“What do education majors even do?”
“Well, what do business majors do?”
“We learn how to do business and the aspects of it.”
“Well, we learn how to educate and the aspects of it.”
Let’s be honest for a second, everyone who criticizes education majors and says that it’s a really easy major is 100 percent correct. They never had to go to school and have teachers educate them. It’s such an easy major that people go to school for years and years to learn from education majors.
I think that the most important thing that I have learned as an education major is how to color inside the lines. I make all sorts of crafts for my little in my fraternity and my students have learned so much about literacy and history from the coloring books that we use every day!

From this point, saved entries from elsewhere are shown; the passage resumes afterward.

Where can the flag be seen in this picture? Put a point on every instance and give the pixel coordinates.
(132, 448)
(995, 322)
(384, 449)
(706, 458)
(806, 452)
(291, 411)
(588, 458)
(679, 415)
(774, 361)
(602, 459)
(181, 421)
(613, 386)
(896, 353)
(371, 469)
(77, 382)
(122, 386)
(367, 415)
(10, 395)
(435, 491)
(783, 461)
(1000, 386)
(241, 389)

Yeah, yeah, yeah, so what we don’t color…all we do is write lesson plans. What a piece of cake. Come up with a lesson and write it down and you’re done. Crap! I almost forgot there needs to be one for each subject…oh and they have to cover six hours each day. Easy enough! Ah, silly me, I forgot each student has different learning needs and I need to consider that, oh and sometimes I need to work with IEP’s for students with exceptional abilities and all of that has to be within the state standards. Easy? Give me a break.
Okay, that’s enough sarcasm. Every occupation gets paid for the importance of their work. Doctors get paid six figures because they save people’s lives, lawyers get paid six figures because they protect the citizens of this country. Teachers on average make $45,000 for nurturing the minds of the future doctors and lawyers. But, money isn’t everything and I can almost guarantee that every single education major out there is not in it for the money. But, since we pay other occupations based on what they are doing let’s break the salary of a teacher down:
Let’s pay all the teachers minimum wage. Since some think teachers are “just babysitters” let's pay them like that. In Chicago, babysitters have to be paid five dollars an hour. So five dollars an hour, per student, since each parent would have to pay for their child would be 125 dollars in a 25 student classroom. Add in a seven-hour day is 875 dollars per day. Since teachers get summers off and breaks there are only 180 school days. So 875 dollars a day times 180 school days…well, it looks like teachers should be make 157,500 dollars a year.
One of the beautiful things about education is that every person in the country has gone through the education system. That one thing, being school, connects us all: whether you went to a private boarding school to a low-income public school, we all went to school for some duration of our lives. We all experienced it, but that in no way means we can all lead it like a lot of people believe. Just because you went through school:
A: doesn’t mean you can do it from the other side as a teacher and
B: you may or may not have learned in the best manner and you can probably only teach the way you were taught.
So I might be a bitter education major who is slightly tired of being told that it is a very easy major with not a lot of work. But, every teacher you’ve had has played a role in who you are today. Even the professors who are still teaching you every weekday are teachers. So next time you think of telling someone that education is a really easy major, think about how influential teachers are and how important it is that future teachers get the right training because the future of America is going to be taught by us.